In barba al risultato referendario e con l'unico obiettivo di dare un "segnale" ai mercati, il governo vara nella manovra una sorta di tentativo di rilancio delle privatizzazioni. Lasciamo da parte la questione liberalizzazione, che è un'altra cosa e che viene pure questa a parole rilanciata.

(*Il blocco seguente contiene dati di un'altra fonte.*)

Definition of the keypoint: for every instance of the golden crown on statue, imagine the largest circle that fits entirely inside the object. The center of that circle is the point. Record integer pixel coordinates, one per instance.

Nella manovra correttiva si dice in sostanza che (fonte Agi):«Entro il 31 dicembre del 2013 il ministro dell'Economia, previo parere del Comitato di consulenza globale e di garanzia per le privatizzazioni, approva, su conforme deliberazione del consiglio dei ministri, uno o più programmi per la dismissione di partecipazioni azionarie dello Stato e di enti pubblici non territoriali; i programmi di dismissione, dopo l'approvazione, sono immediatamente trasmessi al Parlamento». Le modalità di dismissione saranno stabilite con uno o più decreti del Mef, «nel rispetto del principio di trasparenza e non discriminazione» e il ministro riferirà al Parlamento entro il 30 giugno di ogni anno sullo stato di attuazione del piano». Il primo bluff è sui tempi: 31 dicembre 2013 significa tra due anni e mezzo. Quindi se il governo arriverà a fine legislatura, stiamo parlando di una manovra che riguarderà senz'altro una maggioranza certamente diversa da quella attuale. E' vero che una riforma del genere ha bisogno di tempi tecnici notevoli, ma se si pensa a quando questa manovra darà (sempre che li dia..) dei frutti, le calende greche diventano una schioppettata.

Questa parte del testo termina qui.